The ditch of an Iron Age enclosure
Archaeologists at St Brieuc in Normandy reached the bottom of the ditch of the defended Iron Age enclosure, which is 5.5 m deep on the east side. Here there were 1 m of waterlogged deposits, in which archaeologists found numerous amphorae and much wood, as well as layers of leaves.

The potential for environmental reconstruction is good. The interior has now been stripped to natural, revealing square enclosures on the west, a probable large posthole building in the centre, a well and gate or bridge postholes on the east. There is also a stone-lined Roman well, giving us two potential phases of environmental material.

The Iron Age settlement has two wells at least 7 m deep, and at this depth waterlogged wood has been recovered. Adjacent to one well is a stone-covered drain or conduit, probably also Iron Age, which ends adjacent to the largest building yet found in the settlement. Although finds are mostly domestic, these now include fragments of at least five glass bracelets.
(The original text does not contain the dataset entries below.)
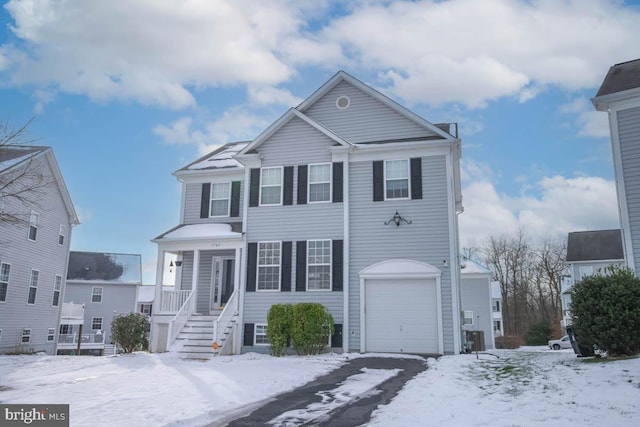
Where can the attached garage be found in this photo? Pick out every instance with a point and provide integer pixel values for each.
(401, 308)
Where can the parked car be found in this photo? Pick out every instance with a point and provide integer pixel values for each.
(563, 342)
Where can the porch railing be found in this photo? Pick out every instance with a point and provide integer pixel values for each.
(225, 323)
(180, 319)
(173, 301)
(84, 338)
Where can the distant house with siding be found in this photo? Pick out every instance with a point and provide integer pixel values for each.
(619, 96)
(34, 250)
(106, 285)
(349, 200)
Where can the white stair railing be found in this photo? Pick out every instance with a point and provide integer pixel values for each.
(225, 323)
(180, 319)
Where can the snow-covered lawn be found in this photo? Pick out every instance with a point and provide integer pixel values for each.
(527, 387)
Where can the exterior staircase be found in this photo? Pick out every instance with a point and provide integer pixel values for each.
(196, 337)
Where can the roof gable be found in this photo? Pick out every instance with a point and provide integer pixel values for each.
(595, 245)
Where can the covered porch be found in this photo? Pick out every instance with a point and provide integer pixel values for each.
(198, 273)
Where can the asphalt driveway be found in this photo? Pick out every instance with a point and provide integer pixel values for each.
(342, 398)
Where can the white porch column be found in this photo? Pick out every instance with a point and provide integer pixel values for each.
(194, 279)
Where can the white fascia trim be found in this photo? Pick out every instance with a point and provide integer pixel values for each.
(621, 190)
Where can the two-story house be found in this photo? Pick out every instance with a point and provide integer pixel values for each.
(349, 200)
(35, 233)
(105, 285)
(588, 253)
(619, 95)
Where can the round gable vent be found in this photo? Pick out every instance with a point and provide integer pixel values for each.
(343, 102)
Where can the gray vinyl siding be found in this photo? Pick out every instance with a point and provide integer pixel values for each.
(117, 299)
(426, 240)
(193, 197)
(476, 297)
(629, 133)
(366, 119)
(45, 255)
(296, 143)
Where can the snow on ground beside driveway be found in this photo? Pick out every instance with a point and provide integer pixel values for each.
(532, 386)
(527, 387)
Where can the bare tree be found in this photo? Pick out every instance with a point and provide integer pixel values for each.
(22, 181)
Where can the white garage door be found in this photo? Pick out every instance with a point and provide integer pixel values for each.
(401, 316)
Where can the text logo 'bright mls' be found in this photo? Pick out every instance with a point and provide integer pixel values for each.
(36, 415)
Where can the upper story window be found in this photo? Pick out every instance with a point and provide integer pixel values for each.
(62, 233)
(269, 266)
(320, 183)
(34, 219)
(319, 265)
(396, 179)
(220, 199)
(271, 186)
(96, 294)
(33, 286)
(5, 269)
(57, 288)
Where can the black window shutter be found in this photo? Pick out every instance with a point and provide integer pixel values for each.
(337, 255)
(205, 200)
(285, 276)
(235, 199)
(252, 265)
(287, 198)
(336, 338)
(248, 334)
(301, 266)
(302, 184)
(378, 181)
(416, 178)
(337, 182)
(254, 188)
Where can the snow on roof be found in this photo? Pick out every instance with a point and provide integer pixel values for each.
(496, 291)
(105, 267)
(222, 157)
(200, 231)
(471, 267)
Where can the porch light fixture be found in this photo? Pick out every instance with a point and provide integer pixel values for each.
(397, 219)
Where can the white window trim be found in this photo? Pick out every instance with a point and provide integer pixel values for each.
(211, 199)
(268, 265)
(466, 316)
(281, 185)
(62, 232)
(330, 266)
(31, 285)
(93, 321)
(330, 182)
(255, 335)
(93, 293)
(57, 287)
(408, 180)
(33, 223)
(7, 282)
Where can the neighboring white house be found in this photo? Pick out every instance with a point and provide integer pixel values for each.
(104, 285)
(619, 96)
(478, 315)
(588, 253)
(349, 200)
(35, 250)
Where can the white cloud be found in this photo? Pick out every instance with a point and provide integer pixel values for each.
(589, 122)
(560, 206)
(236, 124)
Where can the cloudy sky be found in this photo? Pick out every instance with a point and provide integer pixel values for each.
(127, 92)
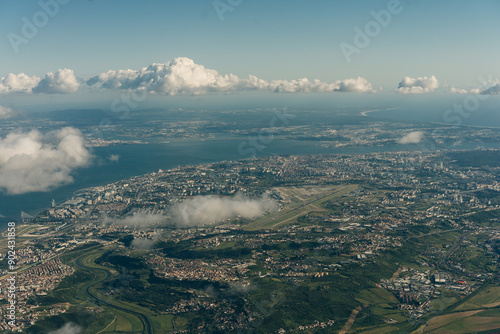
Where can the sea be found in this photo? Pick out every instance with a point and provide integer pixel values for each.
(139, 159)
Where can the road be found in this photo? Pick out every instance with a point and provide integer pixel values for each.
(144, 319)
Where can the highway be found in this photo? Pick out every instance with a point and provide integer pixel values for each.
(144, 319)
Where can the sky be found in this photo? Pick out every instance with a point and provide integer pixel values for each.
(390, 47)
(432, 61)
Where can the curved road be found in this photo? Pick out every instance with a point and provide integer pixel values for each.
(145, 321)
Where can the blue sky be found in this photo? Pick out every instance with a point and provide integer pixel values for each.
(453, 40)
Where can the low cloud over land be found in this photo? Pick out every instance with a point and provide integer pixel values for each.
(418, 85)
(32, 161)
(414, 137)
(202, 210)
(206, 210)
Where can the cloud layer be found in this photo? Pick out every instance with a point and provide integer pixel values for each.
(33, 161)
(207, 210)
(6, 112)
(418, 85)
(184, 76)
(18, 83)
(414, 137)
(61, 82)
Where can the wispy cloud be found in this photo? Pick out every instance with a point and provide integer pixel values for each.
(34, 161)
(418, 85)
(6, 112)
(414, 137)
(207, 210)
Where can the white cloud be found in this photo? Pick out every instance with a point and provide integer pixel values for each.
(359, 85)
(36, 162)
(493, 90)
(68, 328)
(206, 210)
(184, 76)
(454, 90)
(414, 137)
(418, 85)
(18, 83)
(61, 82)
(6, 112)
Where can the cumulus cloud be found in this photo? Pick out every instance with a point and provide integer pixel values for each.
(358, 85)
(207, 210)
(493, 90)
(61, 82)
(6, 112)
(454, 90)
(184, 76)
(68, 328)
(418, 85)
(414, 137)
(34, 161)
(18, 83)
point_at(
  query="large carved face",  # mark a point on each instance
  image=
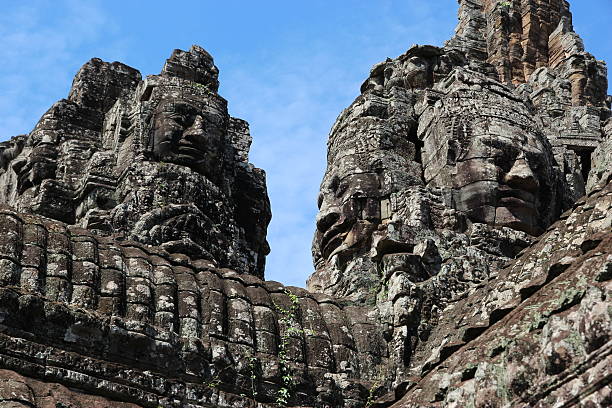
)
(188, 134)
(504, 181)
(350, 211)
(488, 149)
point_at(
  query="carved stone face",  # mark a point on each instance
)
(489, 150)
(185, 134)
(39, 165)
(350, 212)
(504, 181)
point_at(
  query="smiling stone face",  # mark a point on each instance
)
(189, 133)
(485, 145)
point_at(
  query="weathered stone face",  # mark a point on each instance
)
(159, 161)
(487, 146)
(189, 133)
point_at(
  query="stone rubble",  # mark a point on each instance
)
(462, 253)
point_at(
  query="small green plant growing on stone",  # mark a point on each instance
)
(253, 361)
(372, 394)
(289, 319)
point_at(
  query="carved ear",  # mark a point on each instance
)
(453, 152)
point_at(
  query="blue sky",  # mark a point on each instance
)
(287, 67)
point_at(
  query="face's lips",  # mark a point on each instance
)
(517, 198)
(334, 237)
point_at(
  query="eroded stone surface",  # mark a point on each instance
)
(456, 264)
(157, 160)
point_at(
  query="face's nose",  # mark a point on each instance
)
(326, 219)
(196, 128)
(521, 176)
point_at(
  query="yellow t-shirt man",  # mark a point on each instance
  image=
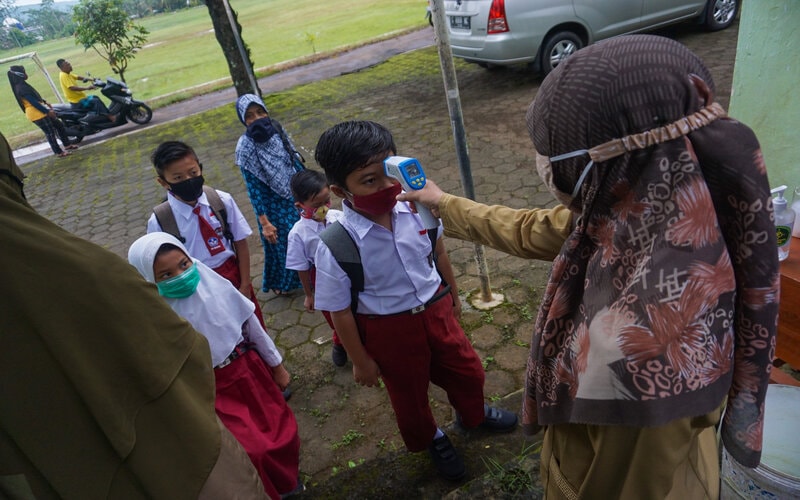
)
(68, 80)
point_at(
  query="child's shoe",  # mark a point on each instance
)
(339, 355)
(446, 459)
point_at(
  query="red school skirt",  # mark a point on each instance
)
(252, 407)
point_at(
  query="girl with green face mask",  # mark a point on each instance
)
(243, 355)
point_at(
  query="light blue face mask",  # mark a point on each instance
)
(618, 147)
(180, 286)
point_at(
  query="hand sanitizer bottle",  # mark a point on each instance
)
(784, 222)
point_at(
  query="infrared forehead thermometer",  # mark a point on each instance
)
(411, 176)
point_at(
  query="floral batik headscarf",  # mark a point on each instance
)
(663, 300)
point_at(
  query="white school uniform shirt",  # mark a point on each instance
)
(304, 238)
(216, 309)
(189, 227)
(397, 273)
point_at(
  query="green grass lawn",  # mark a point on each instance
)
(182, 52)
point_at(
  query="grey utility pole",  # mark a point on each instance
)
(487, 299)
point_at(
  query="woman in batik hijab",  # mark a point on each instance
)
(663, 299)
(268, 159)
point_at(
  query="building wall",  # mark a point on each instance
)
(766, 78)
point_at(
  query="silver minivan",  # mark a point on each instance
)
(503, 32)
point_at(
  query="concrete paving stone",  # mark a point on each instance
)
(294, 334)
(486, 337)
(499, 383)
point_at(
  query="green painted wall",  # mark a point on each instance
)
(766, 84)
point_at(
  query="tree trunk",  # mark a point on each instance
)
(227, 40)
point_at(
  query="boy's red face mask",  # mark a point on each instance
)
(379, 202)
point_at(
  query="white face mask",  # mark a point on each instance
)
(618, 147)
(545, 170)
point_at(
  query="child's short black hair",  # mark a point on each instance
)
(351, 145)
(170, 151)
(306, 184)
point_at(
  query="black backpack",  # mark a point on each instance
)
(344, 250)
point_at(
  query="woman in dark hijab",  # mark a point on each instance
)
(38, 111)
(661, 306)
(268, 160)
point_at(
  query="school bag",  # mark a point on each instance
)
(166, 219)
(345, 252)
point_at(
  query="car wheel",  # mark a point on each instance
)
(720, 14)
(558, 47)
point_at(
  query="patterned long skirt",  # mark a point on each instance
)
(282, 214)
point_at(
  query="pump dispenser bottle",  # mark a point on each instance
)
(784, 222)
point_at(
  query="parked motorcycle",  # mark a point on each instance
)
(80, 123)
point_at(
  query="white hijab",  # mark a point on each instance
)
(216, 309)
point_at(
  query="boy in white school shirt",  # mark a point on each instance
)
(180, 172)
(312, 197)
(405, 329)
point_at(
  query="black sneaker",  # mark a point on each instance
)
(339, 355)
(446, 459)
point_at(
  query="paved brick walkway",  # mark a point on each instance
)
(105, 193)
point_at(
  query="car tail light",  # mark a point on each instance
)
(497, 18)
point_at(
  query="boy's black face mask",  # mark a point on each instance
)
(261, 130)
(188, 190)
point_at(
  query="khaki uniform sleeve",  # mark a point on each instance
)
(536, 233)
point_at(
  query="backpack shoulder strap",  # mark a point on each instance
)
(219, 212)
(166, 219)
(344, 250)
At the east end of the site, a complex of five probable oval pottery kilns grouped around a ditch have been excavated. The two on the west are about 1.5 m across, two on the east and one on the north within the ditch are less than 1 m, and the latter are lined with stone slabs surmounted with tiles, with a vertical stone slab across the long axis to support the floor. There are quarries close by, and a pit containing overfired jugs that probably came from the kilns was found during the evaluation.